Die meisten der damals zerschlagenen Bibliotheken haben sich bis heute nicht wieder erholt. Die traditionsreichen Fürstenschulen in Grimma und Meissen verfügen über keinen historischen Buchbestand mehr, die Carl-Alexander-Bibliothek in Eisenach besitzt nur noch ein Zehntel ihrer einstmals 60.000 Bücher, viele andere einst prächtige Bibliotheken fristen heute als gehobene Stadtbüchereien eine traurige Randexistenz. Die Aussichten, dass die betroffenen Bibliotheken ihre früheren Bestände zurückerhalten könnten, sind gering, weil in der Regel niemand nachvollziehen kann, wo sich ihre von der Zentralstelle verteilten oder vom Zentralantiquariat verkauften Bücher heute befinden. Ausserdem haben sie – im Gegensatz zu den durch die Bodenreform enteigneten Privatpersonen – rechtlich keinen Anspruch auf Rückgabe, denn gegen geltende Gesetze wurde nur in Einzelfällen verstossen.

Dennoch bemüht man sich mancherorts, die Fehler der Vergangenheit wenigstens teilweise wieder gutzumachen. So hat die Sächsische Landesbibliothek in Dresden kürzlich 2100 alte Drucke an die Christian-Weise-Bibliothek in Zittau, die um 1980 herum rund 20.000 Bände hatte abgeben müssen, retourniert.
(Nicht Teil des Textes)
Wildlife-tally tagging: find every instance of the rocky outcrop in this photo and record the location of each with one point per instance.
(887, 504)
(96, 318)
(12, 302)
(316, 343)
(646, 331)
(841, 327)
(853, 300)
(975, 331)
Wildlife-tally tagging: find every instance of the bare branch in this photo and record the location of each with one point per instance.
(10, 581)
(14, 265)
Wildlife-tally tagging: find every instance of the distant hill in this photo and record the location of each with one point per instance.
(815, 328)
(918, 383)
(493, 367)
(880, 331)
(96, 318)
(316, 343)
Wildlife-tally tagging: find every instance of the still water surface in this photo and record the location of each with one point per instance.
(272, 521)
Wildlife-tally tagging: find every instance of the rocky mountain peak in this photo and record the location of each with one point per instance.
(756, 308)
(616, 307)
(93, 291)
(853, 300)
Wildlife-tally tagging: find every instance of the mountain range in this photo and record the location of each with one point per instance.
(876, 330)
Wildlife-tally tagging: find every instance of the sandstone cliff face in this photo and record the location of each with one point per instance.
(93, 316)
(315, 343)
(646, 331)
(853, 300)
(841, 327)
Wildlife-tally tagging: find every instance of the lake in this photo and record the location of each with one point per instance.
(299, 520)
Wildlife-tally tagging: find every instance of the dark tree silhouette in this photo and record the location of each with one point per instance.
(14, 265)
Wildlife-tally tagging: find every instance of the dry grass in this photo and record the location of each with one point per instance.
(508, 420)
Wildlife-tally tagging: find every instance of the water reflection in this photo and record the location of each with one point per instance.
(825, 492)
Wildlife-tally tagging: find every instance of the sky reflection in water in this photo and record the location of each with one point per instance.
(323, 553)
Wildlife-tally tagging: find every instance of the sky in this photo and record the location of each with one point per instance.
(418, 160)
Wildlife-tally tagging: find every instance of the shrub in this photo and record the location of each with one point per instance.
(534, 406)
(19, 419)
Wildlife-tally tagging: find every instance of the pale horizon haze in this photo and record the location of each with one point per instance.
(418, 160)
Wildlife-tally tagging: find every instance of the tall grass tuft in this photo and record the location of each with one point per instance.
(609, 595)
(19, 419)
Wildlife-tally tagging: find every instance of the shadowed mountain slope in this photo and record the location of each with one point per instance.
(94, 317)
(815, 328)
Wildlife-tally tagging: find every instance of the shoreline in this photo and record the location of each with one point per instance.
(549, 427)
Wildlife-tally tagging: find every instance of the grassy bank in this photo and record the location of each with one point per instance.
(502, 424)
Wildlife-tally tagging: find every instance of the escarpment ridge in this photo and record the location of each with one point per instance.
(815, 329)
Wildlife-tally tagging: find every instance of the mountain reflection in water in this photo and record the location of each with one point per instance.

Die Anhaltische Landesbibliothek in Dessau hat einen Teil ihrer historischen Bestände aus Halle zurückerhalten, und die Universitätsbibliothek Jena hat schon vor der Wende 184 Stahlblechkisten voller Bücher wieder nach Rudolstadt bringen lassen, 1992 dann auch den verbliebenen Rest, eine aparte Sammlung kleinformatiger Erotika. Die über das Zentralantiquariat in alle Welt verkauften Bücher jedoch sind für immer verloren.